循环遍历R中的URL

时间:2016-02-04 22:24:11

标签: r loops

我正在尝试从500多个网址中提取多个数据,这些网址的结构都相同:www.domain.com/something-else_uniqueID

我尝试过的代码是:

url <- c("www.domain.com/something-else_uniqueID",
         "www.domain.com/something-else_uniqueID2",
         "www.domain.com/something-else_uniqueID3")

lapply(url, function(x) {

data.frame(url=url, 
         category=category <- read_html(url) %>%
           html_nodes(xpath = '//*[@id="content-anchor"]/div[1]/div[2]/div[1]/span[2]/a') %>%
           html_text(),

         sub_category=sub_category <- read_html(url) %>%
           html_nodes(xpath = '//*[@id="content-anchor"]/div[1]/div[2]/div[1]/span[3]/a') %>%
           html_text(),

         section=section <- read_html(url) %>%
           html_nodes(xpath = '//*[@id="content-anchor"]/div[1]/div[2]/div[1]/span[4]/a') %>%
           html_text())

}) -> my_effort

write.csv(my_effort, "mydata.csv")
  1. RStudio以红色返回:错误:期待单个值
  2. 因为网址太多,有没有比c()更有效的方式?
  3. 非常感谢您的帮助。

1 个答案:

答案 0 :(得分:1)

问题是你在函数中使用url而你宁愿使用x这是当前正在迭代的项目

尝试

url <- c("www.domain.com/something-else_uniqueID",
         "www.domain.com/something-else_uniqueID2",
         "www.domain.com/something-else_uniqueID3")

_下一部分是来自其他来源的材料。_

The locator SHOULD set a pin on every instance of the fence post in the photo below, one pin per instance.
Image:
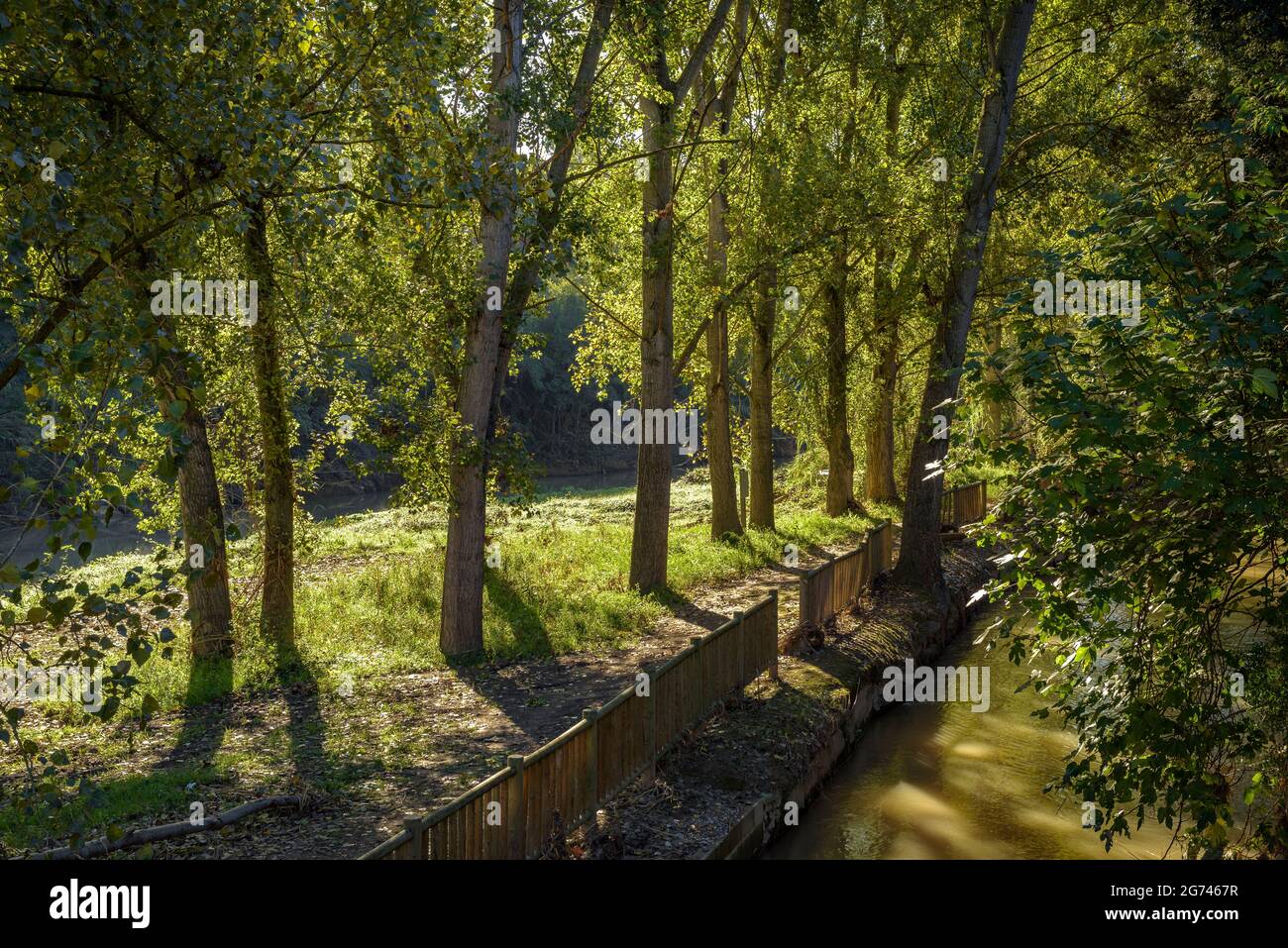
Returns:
(516, 810)
(702, 672)
(773, 648)
(412, 824)
(741, 631)
(591, 716)
(651, 714)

Reduce(function(...) merge(..., all=T), 
    lapply(url, function(x) {
       data.frame(url=x, 
           category=category <- read_html(x) %>%
                   html_nodes(xpath = '//*[@id="content-anchor"]/div[1]/div[2]/div[1]/span[2]/a') %>%
                   html_text(),

           sub_category=sub_category <- read_html(x) %>%
                   html_nodes(xpath = '//*[@id="content-anchor"]/div[1]/div[2]/div[1]/span[3]/a') %>%
                   html_text(),

           section=section <- read_html(x) %>%
                   html_nodes(xpath = '//*[@id="content-anchor"]/div[1]/div[2]/div[1]/span[4]/a') %>%
                   html_text())

    })) -> my_effort

write.csv(my_effort, "mydata.csv")